This is the kind of case that makes me weep for Texas journalism because here we have the highest court in the state having a very open debate about something that both sides on the court admit is vexing, trying as best they can to get the public's attention, and not one single news organization took notice.

What do your justices have to do to get any attention? Shoot fireworks from the courthouse roof?

The loss suffered by El-Ali, a Jordanian immigrant living in Houston at the time, should give any property owner pause for concern. In 2004, he sold a Chevy Silverado on a payment plan. He would still hold title until the truck was paid off.

The buyer got arrested for driving while intoxicated, evading arrest and possessing cocaine. The state seized the truck in a civil forfeiture proceeding: State of Texas v. One 2004 Chevrolet Silverado.

Many Texans may be under the impression that law enforcement only targets drug traffickers with asset forfeitures. As this case clearly demonstrates, that would be wrong.

Justice Don Willett dissented on March 28 when the Supreme Court denied El-Ali's petition for review. Willlet was joined in his dissent by Justices Debra Lehrmann and Phillip Devine.

Not since State v. Richards has the Supreme Court considered asset forfeitures, Willett said. Its application in the Eisenhower era was narrow, he said.
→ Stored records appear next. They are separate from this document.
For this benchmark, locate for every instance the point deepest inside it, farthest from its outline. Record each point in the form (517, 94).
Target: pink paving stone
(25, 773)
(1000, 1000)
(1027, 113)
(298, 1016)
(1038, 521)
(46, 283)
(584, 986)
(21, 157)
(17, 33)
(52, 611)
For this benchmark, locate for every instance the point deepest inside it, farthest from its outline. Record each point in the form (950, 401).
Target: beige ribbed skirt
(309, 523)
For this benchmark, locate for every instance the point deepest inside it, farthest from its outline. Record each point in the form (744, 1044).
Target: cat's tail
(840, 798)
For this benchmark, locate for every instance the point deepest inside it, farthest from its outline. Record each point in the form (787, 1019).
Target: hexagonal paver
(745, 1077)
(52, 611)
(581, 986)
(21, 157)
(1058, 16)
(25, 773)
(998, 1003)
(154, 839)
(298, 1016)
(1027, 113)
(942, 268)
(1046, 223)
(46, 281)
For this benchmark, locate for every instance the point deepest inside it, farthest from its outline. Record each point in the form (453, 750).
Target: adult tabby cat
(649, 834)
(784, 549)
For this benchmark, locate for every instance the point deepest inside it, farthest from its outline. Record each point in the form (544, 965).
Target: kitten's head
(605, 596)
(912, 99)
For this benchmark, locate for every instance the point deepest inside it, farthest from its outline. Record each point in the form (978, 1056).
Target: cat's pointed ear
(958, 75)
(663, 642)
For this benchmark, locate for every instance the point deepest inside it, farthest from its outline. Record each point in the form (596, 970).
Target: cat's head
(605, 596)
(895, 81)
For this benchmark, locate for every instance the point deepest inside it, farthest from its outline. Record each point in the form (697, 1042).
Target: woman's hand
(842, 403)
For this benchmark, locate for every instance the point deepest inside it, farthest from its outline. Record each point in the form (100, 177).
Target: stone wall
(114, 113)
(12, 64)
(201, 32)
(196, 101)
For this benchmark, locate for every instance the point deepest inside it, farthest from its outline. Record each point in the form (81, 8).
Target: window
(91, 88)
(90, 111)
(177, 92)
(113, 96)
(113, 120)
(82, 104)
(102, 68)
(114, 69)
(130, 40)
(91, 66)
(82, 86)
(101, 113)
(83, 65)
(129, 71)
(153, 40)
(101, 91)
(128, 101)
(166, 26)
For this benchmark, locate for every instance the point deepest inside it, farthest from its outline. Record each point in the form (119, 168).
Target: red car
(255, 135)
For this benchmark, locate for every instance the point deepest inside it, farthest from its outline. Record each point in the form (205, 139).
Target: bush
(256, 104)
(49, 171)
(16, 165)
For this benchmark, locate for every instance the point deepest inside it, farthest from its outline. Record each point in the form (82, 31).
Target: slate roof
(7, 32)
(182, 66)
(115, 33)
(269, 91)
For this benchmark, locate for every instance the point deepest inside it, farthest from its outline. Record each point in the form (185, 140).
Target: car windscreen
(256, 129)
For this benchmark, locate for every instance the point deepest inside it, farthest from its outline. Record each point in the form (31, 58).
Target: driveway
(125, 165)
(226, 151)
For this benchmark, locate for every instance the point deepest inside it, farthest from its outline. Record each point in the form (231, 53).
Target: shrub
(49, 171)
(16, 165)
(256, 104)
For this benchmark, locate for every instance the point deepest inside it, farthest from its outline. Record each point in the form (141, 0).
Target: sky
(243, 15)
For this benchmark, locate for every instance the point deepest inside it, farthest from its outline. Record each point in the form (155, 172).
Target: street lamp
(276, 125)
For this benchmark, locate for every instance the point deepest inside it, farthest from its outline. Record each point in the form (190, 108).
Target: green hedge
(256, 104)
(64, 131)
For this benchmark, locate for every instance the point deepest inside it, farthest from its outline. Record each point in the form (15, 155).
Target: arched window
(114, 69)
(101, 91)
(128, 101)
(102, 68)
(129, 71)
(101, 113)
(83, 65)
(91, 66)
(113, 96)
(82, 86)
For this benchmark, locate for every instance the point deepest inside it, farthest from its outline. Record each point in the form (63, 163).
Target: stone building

"Fast-forward 57 years, and forfeiture is ubiquitous given the sweep of expanded state and federal laws, and most fatefully, the direct profit incentive baked into them," Willett said. "Indeed, it was the earmarking feature added in 1989 that sparked the explosion in Texas forfeiture actions: Law enforcement agencies and prosecutors can agree to split the revenue for their own use."

Before 1989, asset forfeiture was limited to wresting ill-gotten gains from violent criminals, he continued.

"Today, it has a distinctive 'Alice in Wonderland' flavor, victimizing innocent citizens who've done nothing wrong. To some critics, 21st-century excesses are reminiscent of pre-Revolutionary America, when colonists chafed under the slights and indignities inflicted by King George III and Mother England--among them 'writs of assistance' that empowered government to invade homes and seize suspected contraband. Legal scholars have declared these writs 'among the key grievances that triggered the American Revolution.'"

Texas law provides for an "innocent owner" defense, but this requires him to prove he didn't know or shouldn't have reasonably known of the criminal act.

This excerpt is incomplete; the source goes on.